Computers can have more than one system bus which allows them to have multiple processors in a single system like the one shown below:
This allows the servers to achieve higher compute capability at a better price to performance ratio, or to just exceed the possible compute power limitations of a single socket machine.
Such systems are NUMA (Non Uniform Memory Access) systems. Each CPU has it's own block of memory that it can access at low latency. However sometimes the CPU will need to access memory attached to another socket. This is called remote memory access and the high latency this requires can leave processors under utilized.
KVM and NUMA
Such systems can be great as KVM hosts as it allows you to host more guests on a single machine. Better yet, such KVM can be configured to take the NUMA topology into account to improve performance for its guests. Since remote memory access causes high latency, you probably want to ensure that a guest is isolated to one CPU socket and its local memory, whilst spreading the guests out across the multiple areas. Thus on a quad socket system, you could have 4 guests that never effect each other in any way and each run on their own CPUs and memory spaces. For details on how you can use
numatune declarations to optimize the performance of your guests, read this.
The NUMA Declaration
Now I will go on to explain how to use the
numa declaration inside the
cpu block to set up a NUMA topology inside the guest (e.g. what the guest thinks its NUMA topology is, rather than how the guest runs on the hosts NUMA topology). This can be necessary if a guest is granted access to multiple CPU Sockets, or if you want to enable hotplugging of memory.

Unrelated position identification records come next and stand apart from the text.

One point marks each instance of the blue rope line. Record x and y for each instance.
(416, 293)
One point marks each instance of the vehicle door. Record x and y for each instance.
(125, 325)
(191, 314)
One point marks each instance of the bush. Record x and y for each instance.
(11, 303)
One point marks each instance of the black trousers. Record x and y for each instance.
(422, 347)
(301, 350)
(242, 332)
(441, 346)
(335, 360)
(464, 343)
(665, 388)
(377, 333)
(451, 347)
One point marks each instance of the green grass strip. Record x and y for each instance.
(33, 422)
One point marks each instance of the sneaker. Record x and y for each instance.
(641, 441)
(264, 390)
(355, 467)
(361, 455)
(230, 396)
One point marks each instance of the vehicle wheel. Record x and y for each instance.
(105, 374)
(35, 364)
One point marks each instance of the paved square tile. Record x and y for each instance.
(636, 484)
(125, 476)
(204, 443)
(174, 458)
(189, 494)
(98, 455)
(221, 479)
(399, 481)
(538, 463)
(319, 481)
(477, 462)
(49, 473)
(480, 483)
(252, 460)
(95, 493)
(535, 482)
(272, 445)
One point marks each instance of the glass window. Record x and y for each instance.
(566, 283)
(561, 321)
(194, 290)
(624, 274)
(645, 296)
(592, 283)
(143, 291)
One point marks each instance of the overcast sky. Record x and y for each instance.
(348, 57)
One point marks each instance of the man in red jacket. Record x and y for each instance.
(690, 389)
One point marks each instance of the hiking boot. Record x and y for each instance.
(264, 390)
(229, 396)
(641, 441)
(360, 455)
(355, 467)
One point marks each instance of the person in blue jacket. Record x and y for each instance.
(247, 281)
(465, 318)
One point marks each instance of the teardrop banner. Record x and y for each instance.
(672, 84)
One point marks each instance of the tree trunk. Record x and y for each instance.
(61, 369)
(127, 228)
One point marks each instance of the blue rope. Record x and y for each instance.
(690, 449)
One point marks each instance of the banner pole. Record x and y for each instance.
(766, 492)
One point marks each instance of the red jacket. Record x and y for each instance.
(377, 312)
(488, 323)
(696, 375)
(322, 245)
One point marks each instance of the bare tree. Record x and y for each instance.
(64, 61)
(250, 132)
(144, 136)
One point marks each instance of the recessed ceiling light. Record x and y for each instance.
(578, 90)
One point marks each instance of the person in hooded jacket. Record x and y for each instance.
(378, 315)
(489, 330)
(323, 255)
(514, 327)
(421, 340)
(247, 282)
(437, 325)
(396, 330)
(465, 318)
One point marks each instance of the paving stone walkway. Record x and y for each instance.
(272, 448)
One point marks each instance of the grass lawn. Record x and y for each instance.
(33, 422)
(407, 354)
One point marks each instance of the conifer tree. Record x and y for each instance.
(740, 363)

Here is an example XML configuration to set the NUMA topology of a guest:
<cpu> <numa> <cell id="0" cpus="0-1" memory="3" unit="GiB"/> <cell id="1" cpus="2-3" memory="3" unit="GiB"/> </numa> </cpu>
This tells the guest that it has 2 memory busses, each with 3 GiB of memory, and that cores 0-1 have low latency access to one of the 3GB sets, whilst 2-3 have low latency access to the other set. Applications that can be optimized for NUMA will be able to take this into account so that they try to limit the number of remote memory calls they make. You probably want this to reflect your host's topology for optimal performance. E.g. don't create NUMA nodes just for the heck of it, and if you have more than one node, make sure the cpu and memory IDs match up appropriately to the host. I probably woudn't even bother giving a guest access to more than one node.

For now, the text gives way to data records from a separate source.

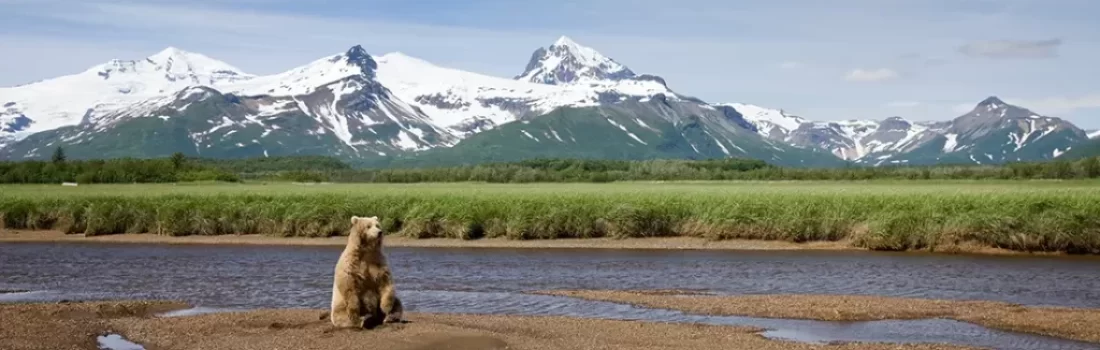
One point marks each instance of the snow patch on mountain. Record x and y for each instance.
(567, 62)
(767, 120)
(461, 99)
(304, 79)
(114, 85)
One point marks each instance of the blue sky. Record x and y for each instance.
(923, 59)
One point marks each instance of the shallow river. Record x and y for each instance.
(217, 277)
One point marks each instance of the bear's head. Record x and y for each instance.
(365, 229)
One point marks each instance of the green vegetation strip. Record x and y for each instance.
(1021, 216)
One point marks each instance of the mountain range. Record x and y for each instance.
(394, 109)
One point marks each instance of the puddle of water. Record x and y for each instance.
(811, 331)
(117, 342)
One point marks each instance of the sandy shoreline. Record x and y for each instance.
(1076, 324)
(651, 243)
(76, 325)
(636, 243)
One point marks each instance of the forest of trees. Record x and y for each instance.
(319, 168)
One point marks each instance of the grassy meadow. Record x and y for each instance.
(1047, 216)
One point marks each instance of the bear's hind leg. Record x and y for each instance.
(345, 314)
(391, 305)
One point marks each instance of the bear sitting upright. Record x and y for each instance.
(363, 293)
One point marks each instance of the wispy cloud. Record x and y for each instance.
(1012, 48)
(873, 75)
(791, 65)
(1059, 105)
(902, 104)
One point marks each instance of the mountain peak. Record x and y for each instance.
(356, 51)
(356, 55)
(991, 101)
(567, 62)
(564, 41)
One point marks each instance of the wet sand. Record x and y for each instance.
(76, 325)
(1076, 324)
(656, 243)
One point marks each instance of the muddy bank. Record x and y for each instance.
(641, 243)
(76, 326)
(1076, 324)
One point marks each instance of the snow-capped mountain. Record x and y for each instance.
(571, 100)
(971, 138)
(332, 106)
(771, 123)
(471, 102)
(117, 84)
(567, 62)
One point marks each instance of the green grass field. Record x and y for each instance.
(882, 215)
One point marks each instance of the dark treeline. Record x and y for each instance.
(317, 168)
(118, 171)
(274, 164)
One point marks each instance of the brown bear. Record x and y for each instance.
(363, 293)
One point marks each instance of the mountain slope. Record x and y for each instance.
(996, 132)
(469, 102)
(993, 132)
(400, 109)
(108, 87)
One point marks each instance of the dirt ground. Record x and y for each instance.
(1077, 324)
(76, 326)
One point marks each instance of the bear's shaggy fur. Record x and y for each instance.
(363, 293)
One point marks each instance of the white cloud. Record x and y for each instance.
(903, 104)
(871, 75)
(1013, 48)
(791, 65)
(1058, 105)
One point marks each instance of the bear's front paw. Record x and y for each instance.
(396, 318)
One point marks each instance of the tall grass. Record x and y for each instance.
(1023, 216)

How Many NUMA Nodes Do I Have?
Most consumer and entry-level server hardware will only have 1 NUMA cell, so you probably don't want to have more than one cell declaration. You can find out how many NUMA cells you have by running
lscpu. For example, for my KVM host I get the following:
Architecture: x86_64 CPU op-mode(s): 32-bit, 64-bit Byte Order: Little Endian CPU(s): 4 On-line CPU(s) list: 0-3 Thread(s) per core: 1 Core(s) per socket: 4 Socket(s): 1 NUMA node(s): 1 Vendor ID: GenuineIntel CPU family: 6 Model: 94 Model name: Intel(R) Xeon(R) CPU E3-1220 v5 @ 3.00GHz Stepping: 3 CPU MHz: 799.987 CPU max MHz: 3500.0000 CPU min MHz: 800.0000 BogoMIPS: 6000.00 Virtualisation: VT-x L1d cache: 32K L1i cache: 32K L2 cache: 256K L3 cache: 8192K NUMA node0 CPU(s): 0-3 ...
As you can see, it explicitly states:
NUMA node(s): 1
If you want to fetch statistics about your NUMA nodes, such as how often they are making remote memory calls, then look into numastat.